I'll take a stab at describing how I think maybe it should work:
For existing jobs (identified by name), ideally:
However, I'm not sure how difficult it would be to define 'something changed'. Maybe the Salt engine already has some deep dictionary comparison that can be used there.
If that's too difficult to pull off in the implementation, maybe this is the rule (with documentation):
Or perhaps the problem only affects 'run_at_start: true' and certain types of incremental schedules so the edge case only applies to those.

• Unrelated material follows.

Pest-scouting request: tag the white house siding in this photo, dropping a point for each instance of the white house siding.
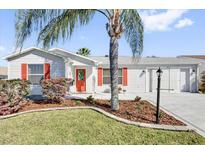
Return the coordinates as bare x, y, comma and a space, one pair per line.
144, 79
57, 66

Was finally able to take a look at this one. The root of the issue is that when pillar is being refreshed all the schedule items are being replaced, regardless of any changes, so any of the internal values that track when the last run took place are wiped out. I have a fix worked up that checks to make sure we only swap pillar items if the non internal values have changed. Just need to work out some tests for a PR.